Reasonable TDR prices also motivated TDR use in the early years of the program. TDR prices fluctuated from about $3,800 to roughly $7,500 between 1983 and 1990, but averaged approximately $5,000 per TDR. In the 1990s, prices ranged from $6,000 to $11,000 and averaged about $8,000 per TDR. By 2007, TDRs were selling for $20,000 on average, with some selling for as much as $45,000 each (Walls & McConnell 2007).
Building Lot Termination
Super TDRs, meaning those that allow development at the one-unit-per-25-acre density in the sending area, might be ten to 20 times more valuable than the regular TDRs that cannot be used in the sending area and only have value if they are transferred to a receiving area. In effect, this creates two separate TDR markets. In 2008, Montgomery County adopted a Building Lot Termination (BLT) program aimed at motivating sending site property owners to sell BLT easements that extinguish the right to build a dwelling unit on an eligible lot in the Ag Reserve.
Under BLT, eligible sending sites must meet seven requirements including: Agricultural Reserve zoning; at least 50 acres in size; at least 50% Class I – III soils or Woodland Classification 1 or 2; and capable of supporting an on-site waste disposal system. In addition, all regular TDRs on a sending site must be severed before or simultaneously with the termination of a building lot.
BLTs purchased by Montgomery County are retired, but may be resold if no BLTs are available on the private market. Developers can also buy BLTs directly from owners of land in the Ag Reserve. BLTs increase density at receiving sites. BLTs are required to achieve incentive density on sites zoned Commercial Residential (CR) (59-C-15.87 and Life Science Center (LSC) (Chapter 59-C-5.473).
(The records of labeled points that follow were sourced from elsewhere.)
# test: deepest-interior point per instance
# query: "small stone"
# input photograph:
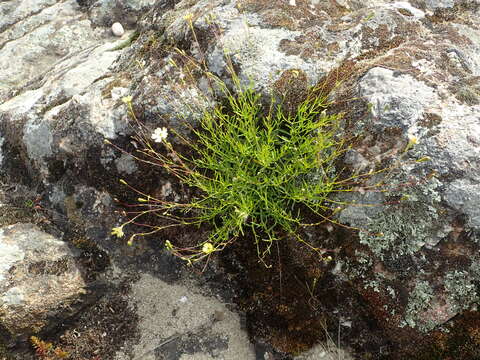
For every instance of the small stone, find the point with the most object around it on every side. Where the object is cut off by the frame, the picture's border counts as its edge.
(117, 29)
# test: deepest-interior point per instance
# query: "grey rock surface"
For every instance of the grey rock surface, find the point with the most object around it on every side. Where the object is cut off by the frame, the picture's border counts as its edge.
(39, 280)
(178, 322)
(406, 75)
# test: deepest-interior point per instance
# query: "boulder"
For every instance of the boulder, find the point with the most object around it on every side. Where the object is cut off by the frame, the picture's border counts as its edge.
(40, 282)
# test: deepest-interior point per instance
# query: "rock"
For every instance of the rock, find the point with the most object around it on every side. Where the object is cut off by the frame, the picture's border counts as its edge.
(36, 34)
(106, 12)
(178, 323)
(117, 29)
(40, 282)
(403, 72)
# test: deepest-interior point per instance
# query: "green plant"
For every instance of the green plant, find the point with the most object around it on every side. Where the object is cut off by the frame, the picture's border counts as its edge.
(46, 351)
(254, 167)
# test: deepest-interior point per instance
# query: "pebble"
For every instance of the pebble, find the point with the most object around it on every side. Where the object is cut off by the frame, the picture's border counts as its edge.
(117, 29)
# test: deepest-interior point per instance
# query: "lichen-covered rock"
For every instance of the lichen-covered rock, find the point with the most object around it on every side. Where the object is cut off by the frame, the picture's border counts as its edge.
(107, 12)
(36, 34)
(405, 73)
(40, 282)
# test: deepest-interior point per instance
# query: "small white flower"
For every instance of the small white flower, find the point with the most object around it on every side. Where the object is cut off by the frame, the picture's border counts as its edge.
(160, 134)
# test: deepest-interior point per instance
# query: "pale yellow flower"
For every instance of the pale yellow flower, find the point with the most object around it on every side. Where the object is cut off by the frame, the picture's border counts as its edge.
(207, 248)
(118, 231)
(127, 99)
(160, 134)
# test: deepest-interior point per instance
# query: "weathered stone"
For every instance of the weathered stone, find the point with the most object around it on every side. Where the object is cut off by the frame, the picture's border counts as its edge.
(39, 280)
BLTs can also gain public benefit points allowing increased density on receiving sites zoned CRT and EOF.
According to a 2016 presentation, receiving sites in the CR zone must use BLTs to achieve at least 7.5% of incentive density floor area, with each BLT yielding 31,500 square feet of incentive density and nine public benefit points. In the LSC zone, receiving sites must use BLT to gain 50% of the incentive density floor area above 0.5 FAR.
The County Executive annually sets the base value and maximum easement value that the county will pay for a BLT easement through its Agricultural Land Preservation Fund. The exact price paid by the county ranges between the base and the maximum price depending on the features of the specific property. These values are based on recent prices paid for TDRs, agricultural easements, BLT easements, and fee simple acquisition of agricultural land. In 2013, the base value was set at $222,390 (70 percent of FMV) and the maximum value was set at $254,160 (80% of FMV).
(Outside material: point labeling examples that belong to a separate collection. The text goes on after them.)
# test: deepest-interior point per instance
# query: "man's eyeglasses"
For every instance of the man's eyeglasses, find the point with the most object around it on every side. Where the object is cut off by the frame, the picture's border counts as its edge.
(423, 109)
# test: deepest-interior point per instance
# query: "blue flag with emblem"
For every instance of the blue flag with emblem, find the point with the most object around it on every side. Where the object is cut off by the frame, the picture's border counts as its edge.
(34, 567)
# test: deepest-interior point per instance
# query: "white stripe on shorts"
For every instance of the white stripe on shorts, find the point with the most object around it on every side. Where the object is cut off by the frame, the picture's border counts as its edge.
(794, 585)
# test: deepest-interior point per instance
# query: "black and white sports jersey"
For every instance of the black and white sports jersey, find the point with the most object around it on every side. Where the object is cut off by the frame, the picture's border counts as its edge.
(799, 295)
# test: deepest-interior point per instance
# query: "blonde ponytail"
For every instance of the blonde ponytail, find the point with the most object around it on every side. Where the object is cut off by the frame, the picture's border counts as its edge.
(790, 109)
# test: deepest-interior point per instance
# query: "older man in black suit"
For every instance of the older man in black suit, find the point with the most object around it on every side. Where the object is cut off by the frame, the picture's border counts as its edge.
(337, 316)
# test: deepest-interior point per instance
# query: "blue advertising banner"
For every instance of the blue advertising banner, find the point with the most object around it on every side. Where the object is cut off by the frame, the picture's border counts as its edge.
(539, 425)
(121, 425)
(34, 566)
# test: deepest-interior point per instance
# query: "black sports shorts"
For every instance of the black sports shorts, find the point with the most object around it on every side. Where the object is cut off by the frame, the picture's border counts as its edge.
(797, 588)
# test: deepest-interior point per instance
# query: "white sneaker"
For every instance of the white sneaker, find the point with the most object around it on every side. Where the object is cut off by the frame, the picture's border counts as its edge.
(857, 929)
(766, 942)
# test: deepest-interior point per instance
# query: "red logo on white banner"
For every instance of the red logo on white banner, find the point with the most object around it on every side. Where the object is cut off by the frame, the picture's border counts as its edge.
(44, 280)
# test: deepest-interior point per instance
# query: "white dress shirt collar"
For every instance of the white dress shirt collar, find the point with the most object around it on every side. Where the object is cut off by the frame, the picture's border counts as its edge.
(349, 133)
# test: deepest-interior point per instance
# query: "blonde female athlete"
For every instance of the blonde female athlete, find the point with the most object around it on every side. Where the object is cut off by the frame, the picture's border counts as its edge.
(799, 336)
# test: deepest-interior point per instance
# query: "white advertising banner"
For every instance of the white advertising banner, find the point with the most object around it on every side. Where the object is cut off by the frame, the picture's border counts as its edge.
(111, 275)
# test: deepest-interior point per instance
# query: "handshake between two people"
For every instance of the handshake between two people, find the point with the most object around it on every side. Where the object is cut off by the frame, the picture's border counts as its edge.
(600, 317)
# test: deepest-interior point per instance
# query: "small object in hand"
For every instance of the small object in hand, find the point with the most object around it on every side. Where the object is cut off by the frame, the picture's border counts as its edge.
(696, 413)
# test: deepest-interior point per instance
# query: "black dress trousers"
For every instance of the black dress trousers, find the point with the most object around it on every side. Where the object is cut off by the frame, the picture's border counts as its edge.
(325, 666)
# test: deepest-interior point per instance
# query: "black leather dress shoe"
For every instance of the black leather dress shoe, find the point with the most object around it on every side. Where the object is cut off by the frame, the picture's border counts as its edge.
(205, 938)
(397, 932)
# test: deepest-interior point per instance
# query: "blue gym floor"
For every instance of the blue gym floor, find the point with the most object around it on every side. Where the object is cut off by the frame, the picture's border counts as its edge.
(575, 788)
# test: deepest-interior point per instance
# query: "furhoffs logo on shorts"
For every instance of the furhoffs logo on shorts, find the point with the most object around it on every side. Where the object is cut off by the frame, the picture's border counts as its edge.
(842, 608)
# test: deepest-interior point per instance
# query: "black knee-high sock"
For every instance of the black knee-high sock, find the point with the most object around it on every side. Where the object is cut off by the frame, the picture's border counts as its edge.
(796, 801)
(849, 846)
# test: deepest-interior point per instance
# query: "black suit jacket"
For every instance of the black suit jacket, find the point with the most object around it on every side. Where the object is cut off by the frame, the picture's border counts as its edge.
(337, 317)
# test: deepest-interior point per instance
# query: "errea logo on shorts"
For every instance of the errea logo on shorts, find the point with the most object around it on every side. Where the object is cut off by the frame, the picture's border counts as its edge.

As of 2016, 41 BLTs had been created representing the preservation of 1,025 acres of land in the Ag Reserve. As of March 2021, the Montgomery County website indicates that 61 BLTs had been created and 37 had been sent.
Pruetz & Standridge. 2009. What Makes TDR Work? Success Factors from Research and Practice. Journal of the American Planning Association. Vol. 75, No. 1, Winter 2009.
Walls, Margaret & Virginia McConnell. Transfer of Development Rights in U.S. Communities. Washington, D.C.: Resources for the Future.